ICEECE2012 Endocrine Nurse Symposium (1) (10 abstracts)

Diagnosis and management of prolactinoma

M Andersen


Odense University Hospital, Odense C, Denmark.


Prolactinomas are the most prevalent pituitary adenomas. The incidence of prolactinomas varies with age and sex. The ratio between women and men has been estimated to 10:1 before the age of 50 years. Hypogonadism and infertility are important clinical problems associated with prolactinomas. There may be mass effects including visual field defects in a patient with a macroadenoma.

Hyperprolactinaemia is a relatively frequent finding in women. It is important to consider medication and primary myxoedema that may cause hyperprolactinaemia and, when appropriate, a pregnancy test must be performed. There are pitfalls regarding the biochemical diagnosis of hyperprolactinaemia. However, if hyperprolactinaemia is unequivocal, an MR-scan of the pituitary is indicated.

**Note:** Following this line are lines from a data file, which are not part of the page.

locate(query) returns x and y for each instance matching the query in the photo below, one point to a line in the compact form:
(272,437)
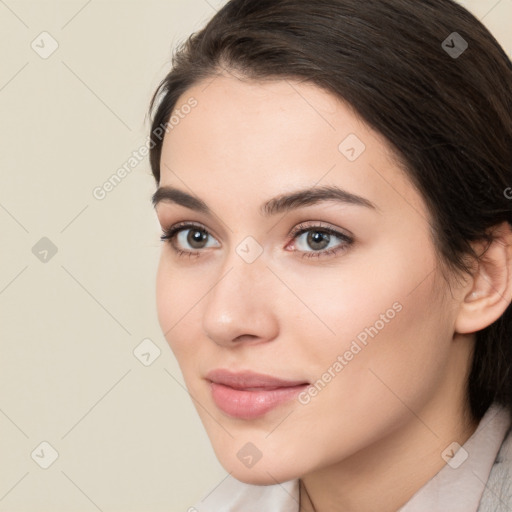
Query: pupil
(196,237)
(316,238)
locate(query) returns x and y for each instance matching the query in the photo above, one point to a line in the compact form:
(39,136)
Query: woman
(337,269)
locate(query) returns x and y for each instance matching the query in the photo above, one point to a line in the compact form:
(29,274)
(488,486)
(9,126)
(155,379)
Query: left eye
(194,236)
(318,240)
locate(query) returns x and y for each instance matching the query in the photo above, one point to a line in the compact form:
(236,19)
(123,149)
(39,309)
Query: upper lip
(249,379)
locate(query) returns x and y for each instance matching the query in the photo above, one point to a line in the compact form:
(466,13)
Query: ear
(489,291)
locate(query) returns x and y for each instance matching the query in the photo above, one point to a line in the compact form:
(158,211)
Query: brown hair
(444,108)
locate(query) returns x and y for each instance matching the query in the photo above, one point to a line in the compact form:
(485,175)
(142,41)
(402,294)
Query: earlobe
(489,291)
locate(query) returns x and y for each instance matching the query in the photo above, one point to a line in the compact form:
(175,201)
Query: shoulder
(497,496)
(231,495)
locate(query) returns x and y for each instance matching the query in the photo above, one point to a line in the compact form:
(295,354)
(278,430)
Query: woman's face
(334,291)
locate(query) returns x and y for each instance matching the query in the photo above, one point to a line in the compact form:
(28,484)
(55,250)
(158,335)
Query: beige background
(126,434)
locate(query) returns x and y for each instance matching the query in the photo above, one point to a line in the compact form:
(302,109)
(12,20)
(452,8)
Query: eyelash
(169,235)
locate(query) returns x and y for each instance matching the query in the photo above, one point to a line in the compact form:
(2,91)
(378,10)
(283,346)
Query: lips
(249,395)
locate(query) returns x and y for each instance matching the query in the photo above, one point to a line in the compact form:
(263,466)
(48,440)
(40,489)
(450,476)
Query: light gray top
(457,487)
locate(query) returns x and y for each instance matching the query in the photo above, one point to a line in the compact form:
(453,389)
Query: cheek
(175,300)
(374,327)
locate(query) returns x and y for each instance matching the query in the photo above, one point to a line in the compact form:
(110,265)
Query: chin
(269,472)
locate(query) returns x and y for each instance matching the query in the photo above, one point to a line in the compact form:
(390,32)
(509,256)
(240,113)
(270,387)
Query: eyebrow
(279,204)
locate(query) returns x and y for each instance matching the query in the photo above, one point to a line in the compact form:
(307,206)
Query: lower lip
(251,404)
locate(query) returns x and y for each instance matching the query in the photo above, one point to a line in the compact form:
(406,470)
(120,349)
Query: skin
(375,433)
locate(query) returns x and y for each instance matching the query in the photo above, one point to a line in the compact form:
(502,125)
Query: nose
(239,307)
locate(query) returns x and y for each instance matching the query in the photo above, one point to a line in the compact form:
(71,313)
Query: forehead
(250,139)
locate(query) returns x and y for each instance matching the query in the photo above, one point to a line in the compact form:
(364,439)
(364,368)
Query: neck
(386,474)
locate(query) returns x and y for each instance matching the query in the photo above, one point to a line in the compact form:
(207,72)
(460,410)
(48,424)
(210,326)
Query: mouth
(249,395)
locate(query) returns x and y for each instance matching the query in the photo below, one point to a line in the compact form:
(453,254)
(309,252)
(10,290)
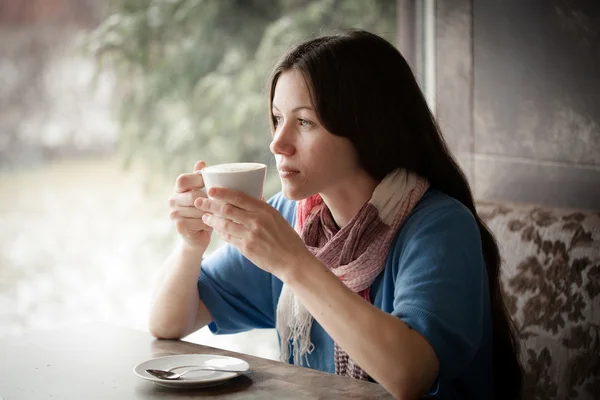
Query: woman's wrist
(295,272)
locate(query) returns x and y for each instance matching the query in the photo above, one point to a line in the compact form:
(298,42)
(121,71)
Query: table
(95,361)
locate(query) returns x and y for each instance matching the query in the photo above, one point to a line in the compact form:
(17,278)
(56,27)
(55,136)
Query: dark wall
(519,97)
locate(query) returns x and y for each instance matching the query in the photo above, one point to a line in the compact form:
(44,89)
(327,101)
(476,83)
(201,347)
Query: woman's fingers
(199,165)
(237,198)
(224,226)
(186,199)
(188,227)
(185,212)
(221,209)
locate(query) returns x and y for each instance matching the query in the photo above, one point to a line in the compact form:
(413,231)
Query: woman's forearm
(396,356)
(177,309)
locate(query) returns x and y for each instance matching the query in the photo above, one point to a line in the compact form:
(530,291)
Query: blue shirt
(434,280)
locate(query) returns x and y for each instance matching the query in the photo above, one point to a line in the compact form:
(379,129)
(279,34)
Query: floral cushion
(551,279)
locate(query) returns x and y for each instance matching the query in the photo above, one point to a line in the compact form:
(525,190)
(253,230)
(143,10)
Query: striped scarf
(356,254)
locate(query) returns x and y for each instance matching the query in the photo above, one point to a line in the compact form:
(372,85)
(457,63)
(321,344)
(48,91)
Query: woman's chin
(292,193)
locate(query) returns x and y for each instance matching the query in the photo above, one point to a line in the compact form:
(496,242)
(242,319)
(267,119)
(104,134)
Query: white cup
(245,177)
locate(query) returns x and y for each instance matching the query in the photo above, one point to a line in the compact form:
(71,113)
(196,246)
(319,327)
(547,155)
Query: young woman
(372,261)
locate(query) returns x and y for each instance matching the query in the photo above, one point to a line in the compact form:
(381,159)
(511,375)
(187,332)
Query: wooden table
(96,361)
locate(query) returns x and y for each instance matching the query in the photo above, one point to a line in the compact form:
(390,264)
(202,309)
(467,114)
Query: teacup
(245,177)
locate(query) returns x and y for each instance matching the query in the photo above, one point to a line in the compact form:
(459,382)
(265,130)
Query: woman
(372,262)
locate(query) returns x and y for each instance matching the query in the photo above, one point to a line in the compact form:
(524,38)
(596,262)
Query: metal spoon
(170,375)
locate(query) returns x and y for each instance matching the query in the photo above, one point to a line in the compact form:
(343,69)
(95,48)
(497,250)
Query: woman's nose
(281,143)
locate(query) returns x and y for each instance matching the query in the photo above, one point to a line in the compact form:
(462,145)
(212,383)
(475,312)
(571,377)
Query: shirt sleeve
(236,292)
(441,288)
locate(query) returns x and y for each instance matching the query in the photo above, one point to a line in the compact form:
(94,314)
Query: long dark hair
(363,89)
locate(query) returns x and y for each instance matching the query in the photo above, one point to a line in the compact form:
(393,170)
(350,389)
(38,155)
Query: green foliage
(192,74)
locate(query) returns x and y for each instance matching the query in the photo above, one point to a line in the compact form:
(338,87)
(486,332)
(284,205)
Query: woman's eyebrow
(297,108)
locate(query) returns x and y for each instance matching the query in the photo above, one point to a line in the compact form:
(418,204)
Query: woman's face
(310,160)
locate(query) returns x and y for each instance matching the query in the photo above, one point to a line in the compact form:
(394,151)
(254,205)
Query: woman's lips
(287,172)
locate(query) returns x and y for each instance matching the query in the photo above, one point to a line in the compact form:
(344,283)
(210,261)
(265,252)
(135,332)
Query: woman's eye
(305,123)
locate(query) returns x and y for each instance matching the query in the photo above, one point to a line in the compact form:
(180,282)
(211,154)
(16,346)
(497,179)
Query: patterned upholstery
(551,278)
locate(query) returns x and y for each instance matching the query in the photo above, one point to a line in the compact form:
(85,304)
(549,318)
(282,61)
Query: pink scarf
(356,254)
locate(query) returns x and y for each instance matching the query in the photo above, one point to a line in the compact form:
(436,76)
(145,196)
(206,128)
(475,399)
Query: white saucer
(194,379)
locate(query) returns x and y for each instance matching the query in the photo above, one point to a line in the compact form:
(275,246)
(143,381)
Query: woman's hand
(187,218)
(256,229)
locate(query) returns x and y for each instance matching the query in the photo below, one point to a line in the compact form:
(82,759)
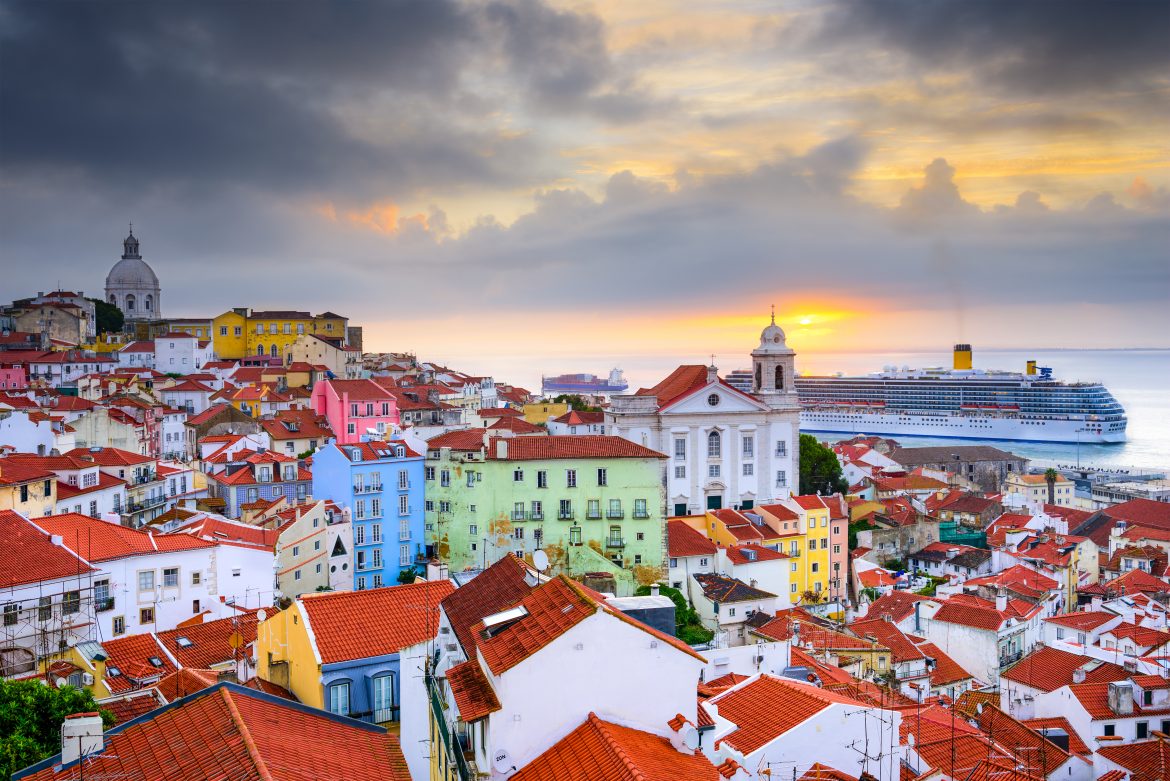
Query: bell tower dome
(772,363)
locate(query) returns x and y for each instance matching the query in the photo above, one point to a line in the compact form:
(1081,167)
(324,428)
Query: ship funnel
(962,357)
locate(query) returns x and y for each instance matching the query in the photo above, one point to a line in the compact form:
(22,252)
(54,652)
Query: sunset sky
(516,182)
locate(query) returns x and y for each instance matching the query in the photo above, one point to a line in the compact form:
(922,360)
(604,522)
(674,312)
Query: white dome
(131,272)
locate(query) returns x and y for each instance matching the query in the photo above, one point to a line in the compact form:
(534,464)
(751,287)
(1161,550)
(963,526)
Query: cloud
(1040,48)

Prolactin is the most important acute blood sample in a patient with a pituitary adenoma and visual field defects. Because, generally, dopamine-agonists are first-line therapy for prolactinomas. Cabergoline, bromocriptine and quinagolide are the dopamine-agonists, we use. We want to normalize prolactin levels to obtain eugonadism and we aim at reducing tumour size. Surgery and radiotherapy may be used for the few resistant prolactinomas.

When fertility is an issue, the woman has to be informed about the possible risks of prolactinoma growth during pregnancy and we have to consider which dopamine-agonist should be chosen. In all patients the safety of dopamine-agonists is important. During the last 5 years, there have been reports on cabergoline and the risk of valvular heart disease. The authorities have requested that patients on cabergoline are referred to echocardiography follow-up. There are ongoing studies trying to elucidate the risk of heart disease in patients with prolactinomas. Dopamine-agonist withdrawal may be considered in patients who achieve normoprolactinemia and complete tumour disappearance. Patients with prolactinomas and hypopituitarism should receive standard hormone replacement therapy. However, gonadal replacement should be delayed. An assessment of the bone mineral density (BMD) is generally indicated.

Declaration of interest: The author declares that there is no conflict of interest that could be perceived as prejudicing the impartiality of the research project.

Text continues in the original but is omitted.